Asia Pacific Screen Awards Spots Golden Talent Early

Naman Ramachandran
Variety

Iranian Oscar winner Asghar Farhadi is arguably the greatest discovery in a journey filled with them at the Asia Pacific Screen Awards. Years before the heights achieved by “A Separation,” the awards had unearthed Farhadi’s “About Elly” in 2009, rewarding it with the jury grand prize, the screenplay award and nominations for direction, actress (Golshifteh Farahani), and best feature.

Thus when 2011 rolled around, it came as no surprise to those following the Asia Pacific Screen Awards closely that “A Separation” won best feature, the win predating Oscar and Golden Globe glory. His “The Past” scored feature and screenplay nominations in 2013. Farhadi’s latest feature “The Salesman” won the lead actor prize for Shahab Hosseini at Cannes this year and also picked up the screenplay award.

The kudos have also showered Turkish filmmaker Nuri Bilge Ceylan with trophies. His “Three Monkeys” scored cinematography and feature noms in 2008, and won the director prize. And in 2011, Ceylan won the director trophy for “Once Upon a Time in Anatolia” and the film also won for cinematography. The trend continued in 2014 when Ceylan took home the APSA director award again for “Winter Sleep.”

The awards also recognize films that are not necessarily saluted elsewhere. In 2012, the APSAs nominated Pakistani filmmaker Shoaib Mansoor’s screenplay for “Bol” and Humaima Malik for lead actress. The awards also reward emerging talent: Bangladeshi filmmaker Mostofa Sarwar Farooki’s “Television,” for example, won the jury grand prize in 2013 and also secured a screenplay nom. Farooki is now Bangladesh’s most visible face in the global film industry and has a raft of films in the works including “No Bed of Roses,” starring Irrfan Khan.

The APSAs have also consistently rewarded the best-animated films in the region. The inaugural winner that year was Japanese filmmaker Makoto Shinkai’s “5 Centimeters Per Second.” Shinkai’s latest feature “Your Name” is rewriting Japanese box-office records.

The Unesco award for cultural diversity has been a mainstay of the APSAs since inception.
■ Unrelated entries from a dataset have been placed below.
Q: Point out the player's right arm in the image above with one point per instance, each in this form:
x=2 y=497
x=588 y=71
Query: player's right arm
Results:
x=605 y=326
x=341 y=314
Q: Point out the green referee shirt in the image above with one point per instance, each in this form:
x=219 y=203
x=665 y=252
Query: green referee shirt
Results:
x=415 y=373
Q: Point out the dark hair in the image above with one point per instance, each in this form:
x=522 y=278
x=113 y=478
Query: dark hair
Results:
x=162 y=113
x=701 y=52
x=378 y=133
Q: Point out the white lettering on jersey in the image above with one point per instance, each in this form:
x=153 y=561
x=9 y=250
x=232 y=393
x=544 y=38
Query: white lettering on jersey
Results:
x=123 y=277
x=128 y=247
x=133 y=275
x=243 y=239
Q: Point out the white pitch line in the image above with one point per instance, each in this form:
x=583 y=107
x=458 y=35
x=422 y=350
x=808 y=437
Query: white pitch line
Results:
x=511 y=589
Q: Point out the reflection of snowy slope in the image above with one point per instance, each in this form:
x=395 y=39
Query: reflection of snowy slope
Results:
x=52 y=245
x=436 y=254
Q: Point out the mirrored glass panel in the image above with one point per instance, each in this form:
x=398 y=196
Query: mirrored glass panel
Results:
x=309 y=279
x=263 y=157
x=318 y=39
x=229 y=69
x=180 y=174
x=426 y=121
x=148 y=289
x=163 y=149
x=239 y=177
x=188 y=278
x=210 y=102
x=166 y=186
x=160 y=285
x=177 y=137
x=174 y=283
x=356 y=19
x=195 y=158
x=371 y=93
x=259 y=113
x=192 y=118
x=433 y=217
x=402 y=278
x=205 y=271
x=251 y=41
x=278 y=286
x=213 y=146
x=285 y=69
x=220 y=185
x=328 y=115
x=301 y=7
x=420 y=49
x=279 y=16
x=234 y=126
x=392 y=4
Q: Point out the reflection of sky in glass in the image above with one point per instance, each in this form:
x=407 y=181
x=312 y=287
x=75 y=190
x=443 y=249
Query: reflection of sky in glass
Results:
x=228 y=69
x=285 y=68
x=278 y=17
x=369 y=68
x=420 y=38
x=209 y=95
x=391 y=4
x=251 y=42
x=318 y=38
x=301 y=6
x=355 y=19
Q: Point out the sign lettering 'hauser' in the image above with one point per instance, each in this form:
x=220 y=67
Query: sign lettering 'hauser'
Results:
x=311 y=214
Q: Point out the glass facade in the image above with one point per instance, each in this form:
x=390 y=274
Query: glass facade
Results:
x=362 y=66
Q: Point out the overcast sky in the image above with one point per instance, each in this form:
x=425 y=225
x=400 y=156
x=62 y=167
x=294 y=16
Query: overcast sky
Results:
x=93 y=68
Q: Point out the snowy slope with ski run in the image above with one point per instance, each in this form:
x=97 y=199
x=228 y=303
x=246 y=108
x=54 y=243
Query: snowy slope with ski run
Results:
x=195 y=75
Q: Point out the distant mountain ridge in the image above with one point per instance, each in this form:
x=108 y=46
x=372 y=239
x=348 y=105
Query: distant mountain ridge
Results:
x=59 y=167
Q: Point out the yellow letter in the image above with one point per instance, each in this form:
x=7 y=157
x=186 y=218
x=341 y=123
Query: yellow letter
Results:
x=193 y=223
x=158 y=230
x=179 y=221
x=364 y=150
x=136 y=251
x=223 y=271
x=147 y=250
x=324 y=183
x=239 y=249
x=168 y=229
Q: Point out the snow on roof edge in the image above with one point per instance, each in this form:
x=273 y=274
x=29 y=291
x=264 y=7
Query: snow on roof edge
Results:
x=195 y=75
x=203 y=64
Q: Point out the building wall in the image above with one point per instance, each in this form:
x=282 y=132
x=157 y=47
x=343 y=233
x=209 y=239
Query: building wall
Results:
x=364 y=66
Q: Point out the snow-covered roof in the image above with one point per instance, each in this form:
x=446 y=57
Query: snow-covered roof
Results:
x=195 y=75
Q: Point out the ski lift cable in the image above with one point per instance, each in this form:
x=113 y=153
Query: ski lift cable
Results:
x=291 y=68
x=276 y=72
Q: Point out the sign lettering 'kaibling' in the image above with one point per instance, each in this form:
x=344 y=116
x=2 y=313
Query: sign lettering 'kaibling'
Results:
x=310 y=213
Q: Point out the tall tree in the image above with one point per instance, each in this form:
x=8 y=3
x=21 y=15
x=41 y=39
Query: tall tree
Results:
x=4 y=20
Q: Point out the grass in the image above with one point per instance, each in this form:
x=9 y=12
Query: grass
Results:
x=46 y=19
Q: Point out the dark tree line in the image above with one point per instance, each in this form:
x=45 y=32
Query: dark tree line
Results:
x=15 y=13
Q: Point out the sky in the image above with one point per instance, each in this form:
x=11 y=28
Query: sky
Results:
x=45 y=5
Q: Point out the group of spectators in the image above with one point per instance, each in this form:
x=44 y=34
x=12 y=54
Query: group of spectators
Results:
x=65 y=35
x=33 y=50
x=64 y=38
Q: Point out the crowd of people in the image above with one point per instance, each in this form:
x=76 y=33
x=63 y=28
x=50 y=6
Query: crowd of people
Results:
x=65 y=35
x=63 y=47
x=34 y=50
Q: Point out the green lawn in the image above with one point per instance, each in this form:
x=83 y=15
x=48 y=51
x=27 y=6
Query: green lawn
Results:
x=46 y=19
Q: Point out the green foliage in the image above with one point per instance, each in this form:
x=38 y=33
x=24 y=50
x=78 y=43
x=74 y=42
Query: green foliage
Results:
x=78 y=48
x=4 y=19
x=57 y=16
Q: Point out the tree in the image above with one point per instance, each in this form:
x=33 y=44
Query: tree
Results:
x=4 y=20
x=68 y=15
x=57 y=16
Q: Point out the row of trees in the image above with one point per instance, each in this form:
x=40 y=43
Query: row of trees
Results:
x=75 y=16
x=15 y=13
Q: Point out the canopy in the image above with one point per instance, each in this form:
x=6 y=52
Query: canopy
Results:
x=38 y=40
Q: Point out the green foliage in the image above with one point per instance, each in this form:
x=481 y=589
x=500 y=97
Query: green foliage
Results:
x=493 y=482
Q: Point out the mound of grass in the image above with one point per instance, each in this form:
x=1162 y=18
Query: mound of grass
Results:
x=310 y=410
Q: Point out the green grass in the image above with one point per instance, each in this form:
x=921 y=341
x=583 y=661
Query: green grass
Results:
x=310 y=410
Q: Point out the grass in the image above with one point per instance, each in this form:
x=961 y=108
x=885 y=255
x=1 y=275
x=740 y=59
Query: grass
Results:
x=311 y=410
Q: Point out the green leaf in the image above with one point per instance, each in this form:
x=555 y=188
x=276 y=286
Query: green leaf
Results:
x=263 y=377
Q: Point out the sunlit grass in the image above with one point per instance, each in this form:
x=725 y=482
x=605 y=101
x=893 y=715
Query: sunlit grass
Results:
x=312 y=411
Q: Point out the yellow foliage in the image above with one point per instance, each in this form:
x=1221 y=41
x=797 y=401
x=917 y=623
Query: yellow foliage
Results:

Eran Kolirin’s Israeli “The Band’s Visit” won the inaugural award in 2007 and put the filmmaker firmly on the map. His latest feature “Beyond the Mountains and Hills” bowed at Cannes’ Un Certain Regard this year and received several noms at the Israeli Film Academy awards. Hany Abu-Assad’s Palestinian film “The Idol” won last year.

The APSAs also reward debutantes’ work. In 2012 Turkish filmmaker Emin Alper’s debut feature “Beyond the Hill” won best feature in a heavyweight field; in 2015, his “Frenzy” won the jury grand prize.